Question

What is the value of $^n{C_n}$?
A. Zero
B. 1
C. n
D. n!

Answer 1

In the above question, we need to calculate the value of $^n{C_n}$. We know that the formula of $^n{C_r}$= $\dfrac{{n!}}{{(n - r)!r!}}$. We will put the $^n{C_n}$in this formula where r = n.
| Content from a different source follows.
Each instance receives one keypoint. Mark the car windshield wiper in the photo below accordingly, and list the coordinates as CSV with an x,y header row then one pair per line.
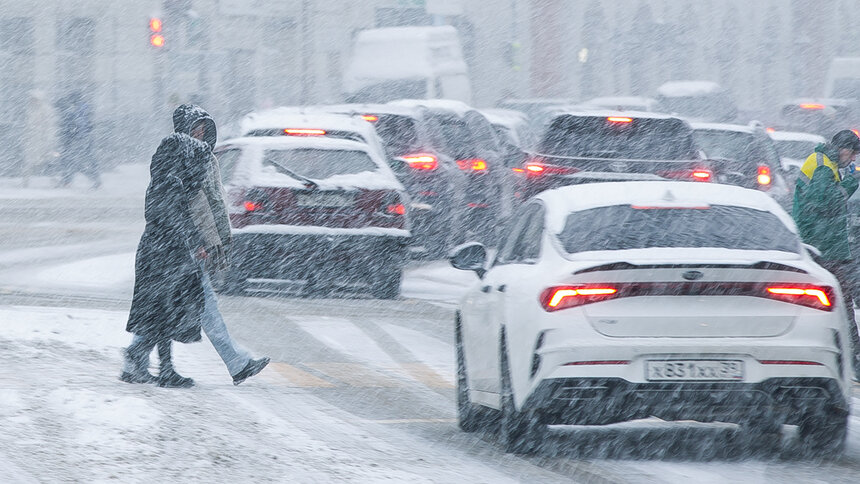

Let’s see how we can calculate its value.

Complete step by step solution:
We know that $^n{C_r}$= $\dfrac{{n!}}{{(n - r)!r!}}$
Now we will put $^n{C_n}$ in the above formula to calculate its value.
$^n{C_n}$= $\dfrac{{n!}}{{(n - n)!n!}} = \dfrac{{n!}}{{0!n!}} = 1$
Hence, the value of $^n{C_n}$ is 1.

So, the correct answer is “Option B”.

Note: A combination is the way of selecting the objects or collection, in such a way that the order of the objects does not matter. Formula of combination is $^n{C_r}$= $\dfrac{{n!}}{{(n - r)!r!}}$. Let’s see an example of a combination.
Question- How many combinations can we write using the vowels of the word GREAT.
Solution- Number of vowels in the word GREAT, r= 2
Total number of words, n = 5
Number of combinations$^5{C_2}$ = $\dfrac{{5!}}{{(5 - 2)!2!}} = \dfrac{{5!}}{{3!2!}} = \dfrac{{5 \times 4 \times 3!}}{{3! \times 2 \times 1}} = 10$(Ans.)
Hence, the number of combinations is 10.